Different levels of pension scheme charges can have a significant impact on a member’s total pension savings and outcomes at retirement.
For example, the difference between a 0.5% annual management charge (AMC) and a 1% AMC, everything else being equal, can mean a difference of £12,800. This is in terms that can be compared to today’s earnings in the amount paid out in charges over a full working life for a median earner saving 8% of band earnings. That is equivalent to 11% of their total pension pot.
Scheme charges are not just important for employees, or employers setting up new schemes. If a cap is put in place, those employers with an existing scheme are also likely to be required to review their schemes for compliance.
So, irrespective of whether a scheme is being established before or after any cap is introduced, employers and trustees are likely to seek assurances from providers that they will be comfortably within a cap, widely anticipated within the industry to be set at 0.75%.
And it is not just the level of charges that is important. Some schemes, including Nest (the National Employment Savings Trust), have a combination charging structure that has charges levied on the contributions made, as well as an AMC. The impact of charges can vary significantly, both across different charging structures and across employees, depending on their earnings, contributions, and working and savings patterns.

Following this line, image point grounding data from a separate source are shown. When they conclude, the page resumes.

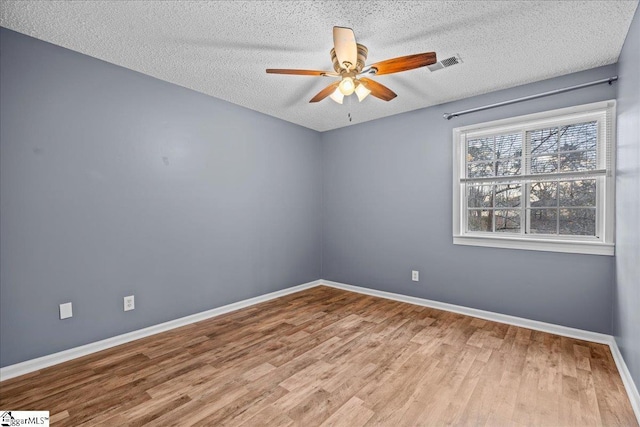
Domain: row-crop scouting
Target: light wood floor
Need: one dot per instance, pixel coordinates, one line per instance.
(329, 357)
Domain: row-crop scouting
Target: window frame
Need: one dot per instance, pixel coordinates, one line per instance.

Different charging structures
It is not yet clear how the government, if it introduces a cap, will account for the different charging structures that exist in the market today. But anyone involved in maintaining or setting up a pension scheme for auto-enrolment should give some thought to what the scheme members will look like, and which charging structure, as well as level, may be most suitable for them.
Finally, the impact of charges on total pension savings should not be considered in isolation, but should be balanced against other quality features of defined contribution (DC) schemes, and their impact on value for money for employers and scheme members.
This will include the default investment options, the governance structures in place, and engagement with members, including support at retirement.